Clean explanation man thanks. Struggling to understand from leetcode discuss section.

very clear video. I like it. Thank you!

My key take-away from this problem is that shifting elements from the beginning to the end (or the opposite) is the same as a sliding window on the string doubled. Thanks for showing us that brilliant observation/trick. In this problem, if the string has an even length, you do not need to slide the window at all, but it essential to slide the window if the string has an odd length. Example: "11100" needs to be shifted 4 times but requires only 1 flip.

Thankyou so much..... Best explanation ever. Please keep posting for every contest 🙏

Super beatiful solution!

Beautiful Explanation man! One thing we can do to reduce the space is to double the string only when the given string is of odd length. I noticed that for even strings, doubling is of no use. i.e., type-1 operation is of no use at all. Only for odd strings we may get a minimum flip value by doing some type-1 operations. s = s if k % 2 == 0 else s + s

Great explanation! Just curious, were you able to solve it during the contest, or you spent time afterwards to come up with the solution?

Thank you so much! I Finally understood the problem

nice explanation!!!

Thanks for this, I was about to request this in comments!

I always watch your explanation then I code my solution before wathcing your code solution.

The key was seeing we can find answers by converting to a "target string", I thought there was some other trick to achieve alternating pattern, like checking for sequences

Thank you so much bro.

Aren't the string concatenation O(n^2) as they are immutable...

Thanks for your content. Your solutions are amazing. Could you please make a video on Subarray sum equals K.

Thanks dude

Thanks!

Such a smart solution. Is this really a medium question though? It's pretty hard to come up with such a solution during an interview.

Thank you

Thanks for keeping up posting new solutions. Btw, what do you do as a software engineer? Web, Mobile, backend, or something else?

It is not necessary to check if left - right + 1 == n: res = min(res, diff1, diff2). You can do it at the bottom of the if left - right + 1 > n block since left will have been updated and that will make left - right + 1 == n

to generate alt1 and alt2 we can use alt1 = "01" * n alt2 = "10" * n

we can get alt values by using '01'*n and '10'*n

ur videos are such a pretty ones.

keep posting.

Hey can you please do 1889 as well? Thanks!
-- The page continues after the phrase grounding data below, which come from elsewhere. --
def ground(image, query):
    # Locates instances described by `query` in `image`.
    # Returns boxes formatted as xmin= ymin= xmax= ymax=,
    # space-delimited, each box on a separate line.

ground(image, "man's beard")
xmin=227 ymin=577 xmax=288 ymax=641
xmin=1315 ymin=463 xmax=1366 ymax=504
Just FYI, Same implementation in Java returns TLE Thanks, ndesai

Does anyone know why string is added to original only once? How does duplicating string solve the problem? Is it coz string comprise of '0' and '1' (only 2 types of digits) ?

Nice

Thanks for the video, but I think there is a mistake in the code. The string concatenation creates new copies every time, so the time complexity of constructing alt1 and alt2 is O(n^2). I think the list operation should be used instead

What is the purpose of s = s+ s ? What does it help us with?

if (r-l+1)==n: res = min(res,diff1,diff2) This if condition is unnecessary, since the left pointer has already been increment. it's just like if (10-0+1>10), again if (10-1+1)==10 in the same loop. so completly waste. you can just put " res = min(res,diff1,diff2) " inside of the prev if condition.

Nice way to explain , but I think this is not the optimal solution and errors out for a test case having around 74461 characters in input . Error- :Time limit exceeded" . Kindly update the code with the upgraded version if any . It would be really helpful if there can be a direct link for the source code as well . Thanks, your videos are helpful !!!

double size of list -> too brilliant. I know the solution, but I can't figure it out how to code it effectively.

👍

I don't understand why its impossible to get a better solution by performing type-1 operations, then type-2 operations, then type-1 operations (etc) VS just performing all the type-1 operations and then all the type-2 operations

This is not medium level question it very very hard for anyone to come up with this type of solution by it's own

Actually diff1 + diff2 == L. Only one diff/alt is needed.

We will watch the problem or the ads? Seems like greedy algorithm

Efficient ?! it shows 1232ms right there, and it LTEs in other languages. But good explanation thank you.